Religion in Modern Asia Newsletter


Mass Wedding and "Cult" Criticism

(Japan)

News that two well-known Japanese personalities (see preceding article) will participate in a "mass wedding" held by the Unification Church in Seoul during the week of August 23 has led to a rising level of critical and sensationalistic media coverage devoted to new religions in Japan.

Under the title "Largest U.S. Cult Religion Encroaches on Japan," the Sunday Mainichi featured a recent article regarding the Japan branch of the Church of Scientology, warning of false advertising by the group and reiterating claims that the group's teaching represents a form of "brainwashing." The Church of Scientology first established a formal Japan branch organization in 1989, and currently claims it has some 9000-10000 followers (called "students") in Japan.

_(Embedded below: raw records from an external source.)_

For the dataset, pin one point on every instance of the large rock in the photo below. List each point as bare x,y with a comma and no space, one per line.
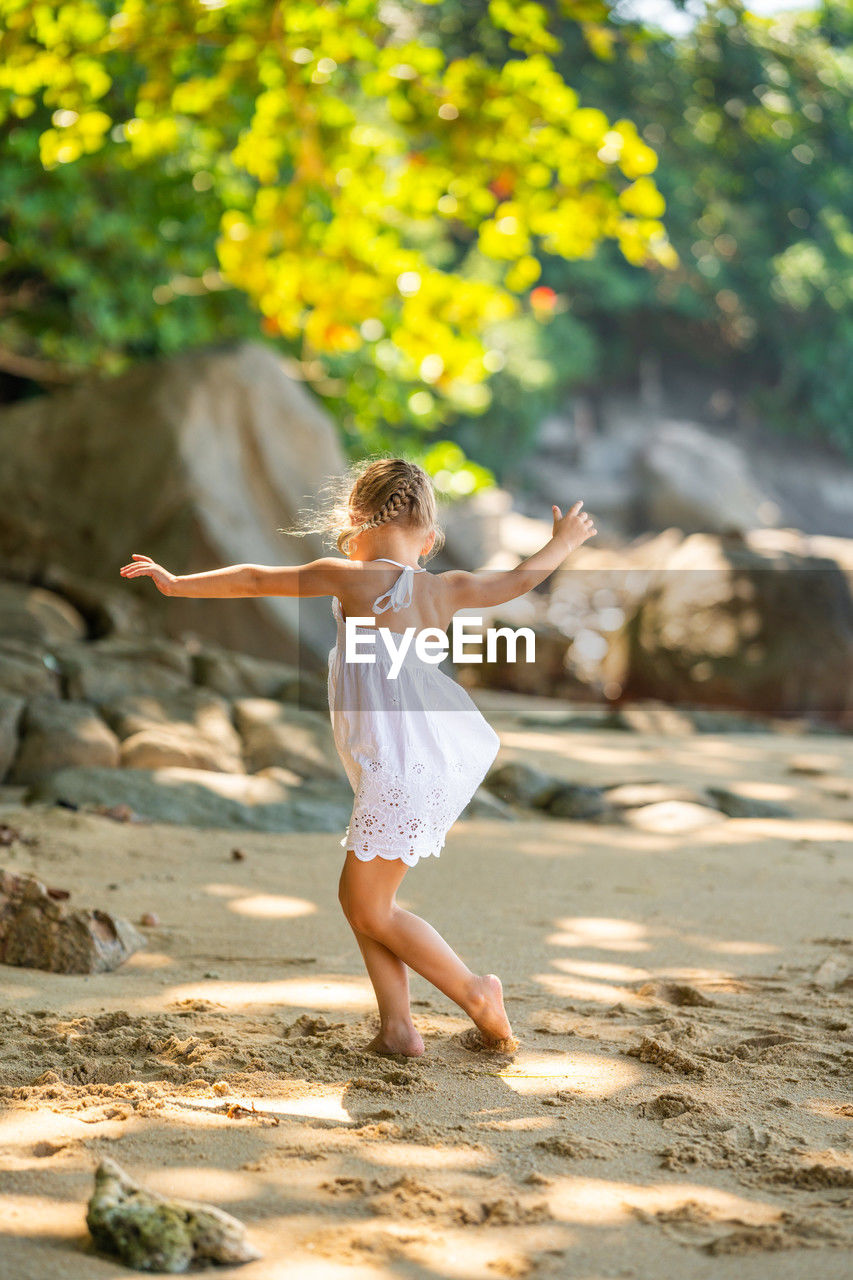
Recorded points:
108,609
10,711
200,798
109,668
762,626
288,736
191,727
195,461
238,675
28,670
35,616
55,735
37,931
699,483
153,1233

The weekly magazine Shukan bunshun has continued its leading media role in the recent coverage of cults, presenting an interview with an "expert" in mind control in its August 27 issue, and going so far as to use the Japanese term jakyo (evil religion) as an equivalent for the English "cult." The same article claims that the "techniques used by the Unification Church are the same as the 'brainwashing' used by the Chinese in the 1950s," and suggests the possibility that Japanese parents sending their children abroad for summer vacation might be exposing them to mind control through potential contacts with members of the Unification Church or other cults.

Overall, the media coverage focusing on "warnings" regarding cult religious groups often reinforces Japanese beliefs that they are a uniquely "gullible" race and made easy dupes for Westerners, and it also appears to reflect a common consensus that no religious belief should be so strongly held that it conflicts with the everyday "common sense" and family mores of the society. An interesting new angle on the "danger" of such groups has been occasioned by the rising level of Japanese foreign travel in recent years, reflected in fears that children on vacation might be kidnapped and "brainwashed" by a cult.